Kelantan still notorious for wildlife smuggling

After trailing for SIX hours, a smuggler could easily jump off and ROW a boat across a river and escape! This can only happen in Bolehland!!! Read the story below.

From The Star
Wednesday October 17, 2007
Kelantan still notorious for wildlife smuggling
By IAN MCINTYRE

KOTA BARU: Kelantan continues to be a hotspot for wildlife trafficking despite various efforts to smash syndicates smuggling out protected and exotic species.

The conclusion was reached after an anti-smuggling unit recently thwarted an attempt to smuggle out the carcass of a two-year-old female black panther at the border township of Rantau Panjang, 50km from here.

Wildlife enforcement officials accompanied by the anti-smuggling team trailed a suspected smuggler for six hours last Thursday near the township before intercepting his car at about 5pm.

The suspect abandoned his car, jumped into a boat and rowed through Sungai Golok to reach the Thai side.

A state Wildlife and National Parks Department spokesman confirmed that the panther, worth an estimated RM16,000, was the work of a syndicate and investigations were underway to nab the culprits.

The carcass is currently stored at the department’s office as part of the investigation and it is believed that the protected species was killed in a Kuala Krai forest.

According to Traffic South East Asia (Wildlife Trade Monitoring Network) senior programming officer Chris Shepherd, the porous boundary conditions are ideal grounds for organised smuggling of wildlife, notably leopards, tigers, pangolins and freshwater turtles.

Malaysia as a member of Asean, is increasingly under threat from transboundary smuggling and the resulting effect is dwindling numbers of protected species and exotic animals, Shepherd said.

“The entire region is facing increasing pressure from wildlife smuggling.
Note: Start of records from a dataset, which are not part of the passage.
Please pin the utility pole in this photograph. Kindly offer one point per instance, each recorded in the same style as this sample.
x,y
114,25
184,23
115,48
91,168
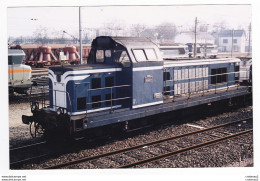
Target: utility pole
x,y
249,43
195,44
232,43
80,39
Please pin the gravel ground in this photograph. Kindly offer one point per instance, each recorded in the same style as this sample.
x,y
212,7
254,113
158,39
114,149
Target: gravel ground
x,y
19,133
221,155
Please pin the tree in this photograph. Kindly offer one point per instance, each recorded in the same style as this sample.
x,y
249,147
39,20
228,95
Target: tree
x,y
41,35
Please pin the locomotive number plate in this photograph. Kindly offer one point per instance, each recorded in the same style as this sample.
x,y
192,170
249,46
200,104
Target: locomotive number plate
x,y
148,78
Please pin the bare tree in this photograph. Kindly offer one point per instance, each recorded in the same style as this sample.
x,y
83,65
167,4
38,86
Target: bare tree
x,y
41,35
137,29
166,31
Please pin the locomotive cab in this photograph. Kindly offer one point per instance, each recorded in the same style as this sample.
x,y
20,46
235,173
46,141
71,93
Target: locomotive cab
x,y
19,75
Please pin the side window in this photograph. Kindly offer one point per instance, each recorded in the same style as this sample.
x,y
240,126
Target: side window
x,y
166,76
96,83
10,62
108,53
81,103
139,55
150,53
100,56
124,59
219,75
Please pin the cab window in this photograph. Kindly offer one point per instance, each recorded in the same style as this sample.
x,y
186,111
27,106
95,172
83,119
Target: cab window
x,y
100,56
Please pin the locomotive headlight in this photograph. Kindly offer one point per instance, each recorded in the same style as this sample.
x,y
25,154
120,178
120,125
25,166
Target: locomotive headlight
x,y
58,111
33,107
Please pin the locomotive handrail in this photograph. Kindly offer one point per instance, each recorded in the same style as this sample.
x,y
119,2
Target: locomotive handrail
x,y
111,95
189,88
110,87
195,77
109,100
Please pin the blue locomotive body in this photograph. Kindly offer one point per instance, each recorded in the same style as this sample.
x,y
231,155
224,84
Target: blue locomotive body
x,y
126,78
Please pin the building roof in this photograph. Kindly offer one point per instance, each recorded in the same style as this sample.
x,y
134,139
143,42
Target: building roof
x,y
228,33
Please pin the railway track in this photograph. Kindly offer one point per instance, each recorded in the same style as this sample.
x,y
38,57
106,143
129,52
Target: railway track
x,y
37,72
141,149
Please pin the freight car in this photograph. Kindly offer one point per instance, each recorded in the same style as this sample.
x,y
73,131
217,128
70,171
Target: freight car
x,y
19,75
125,79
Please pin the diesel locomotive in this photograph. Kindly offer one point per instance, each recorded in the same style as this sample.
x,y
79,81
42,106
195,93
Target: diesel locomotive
x,y
19,75
126,78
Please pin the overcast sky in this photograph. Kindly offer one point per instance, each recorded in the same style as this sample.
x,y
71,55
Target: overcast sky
x,y
66,18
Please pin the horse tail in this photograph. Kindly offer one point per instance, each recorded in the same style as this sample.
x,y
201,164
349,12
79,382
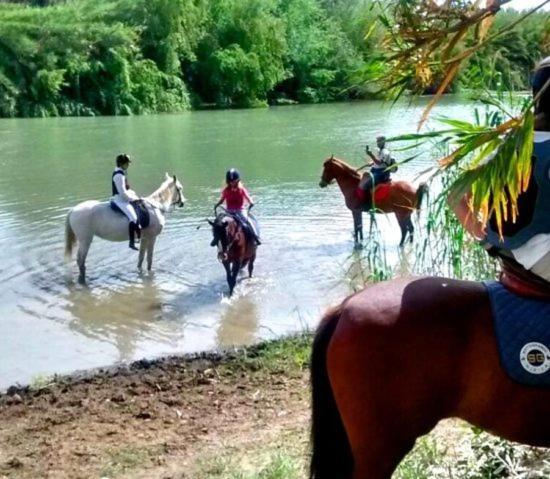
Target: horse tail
x,y
331,453
420,193
70,238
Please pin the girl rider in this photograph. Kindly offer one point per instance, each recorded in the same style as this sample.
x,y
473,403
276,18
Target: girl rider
x,y
234,195
123,196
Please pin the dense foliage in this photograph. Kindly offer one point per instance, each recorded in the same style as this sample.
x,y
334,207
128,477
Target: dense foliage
x,y
89,57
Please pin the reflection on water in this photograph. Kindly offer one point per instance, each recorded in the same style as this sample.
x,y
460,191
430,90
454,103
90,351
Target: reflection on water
x,y
49,324
238,323
122,317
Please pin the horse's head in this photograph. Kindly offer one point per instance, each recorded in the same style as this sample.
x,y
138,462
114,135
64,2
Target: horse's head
x,y
329,173
176,191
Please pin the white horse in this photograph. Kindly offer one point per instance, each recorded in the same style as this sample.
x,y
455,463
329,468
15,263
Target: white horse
x,y
94,218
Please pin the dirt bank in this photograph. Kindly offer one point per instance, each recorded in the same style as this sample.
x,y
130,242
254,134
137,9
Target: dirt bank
x,y
156,419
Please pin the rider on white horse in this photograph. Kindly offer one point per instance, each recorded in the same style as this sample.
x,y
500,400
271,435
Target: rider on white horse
x,y
123,197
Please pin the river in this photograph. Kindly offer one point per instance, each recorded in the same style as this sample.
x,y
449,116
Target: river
x,y
50,324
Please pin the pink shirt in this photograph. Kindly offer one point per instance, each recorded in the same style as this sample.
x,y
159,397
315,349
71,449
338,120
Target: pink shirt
x,y
234,198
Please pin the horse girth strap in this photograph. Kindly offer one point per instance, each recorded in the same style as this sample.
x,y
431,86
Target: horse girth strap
x,y
522,282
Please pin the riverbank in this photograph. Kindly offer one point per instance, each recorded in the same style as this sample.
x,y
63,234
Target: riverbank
x,y
176,417
242,414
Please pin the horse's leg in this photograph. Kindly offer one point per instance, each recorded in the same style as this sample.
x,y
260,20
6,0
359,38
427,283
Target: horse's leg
x,y
227,268
150,248
410,228
403,225
357,226
251,266
235,268
141,255
83,248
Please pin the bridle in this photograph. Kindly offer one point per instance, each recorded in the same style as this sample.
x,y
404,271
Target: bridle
x,y
223,245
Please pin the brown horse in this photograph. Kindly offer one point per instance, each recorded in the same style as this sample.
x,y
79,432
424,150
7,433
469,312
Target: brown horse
x,y
394,359
235,249
402,198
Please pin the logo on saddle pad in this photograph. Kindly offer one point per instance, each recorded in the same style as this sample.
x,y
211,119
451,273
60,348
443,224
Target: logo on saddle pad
x,y
535,358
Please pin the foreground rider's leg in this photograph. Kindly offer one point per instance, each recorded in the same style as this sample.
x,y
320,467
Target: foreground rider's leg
x,y
132,229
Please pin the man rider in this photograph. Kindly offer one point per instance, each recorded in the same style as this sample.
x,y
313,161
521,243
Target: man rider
x,y
381,167
123,196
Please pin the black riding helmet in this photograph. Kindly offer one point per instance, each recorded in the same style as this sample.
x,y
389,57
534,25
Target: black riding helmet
x,y
122,159
540,78
232,175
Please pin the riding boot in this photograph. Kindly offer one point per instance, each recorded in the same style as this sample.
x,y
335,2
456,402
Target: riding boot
x,y
132,229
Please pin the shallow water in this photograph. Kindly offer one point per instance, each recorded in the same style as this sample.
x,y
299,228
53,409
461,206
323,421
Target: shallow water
x,y
49,324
Enforcement authorities are struggling to keep abreast of the tactics of organised wildlife smugglers.
“What has been detected is only the tip of the iceberg,” he said.

Kelantan is a traditional smugglers den and it is also a top transit route used by wildlife smugglers to send across shipments to Thailand and China where the black panther is destined for the cooking pot.

To make matters worse, Malaysians are increasingly fond of exotic animal meat.
Despite the presence of wildlife conservationist groups such as World Wide Fund for Nature (WWF-Malaysia) and various campaigns here, the state continues to be notorious for wildlife smuggling.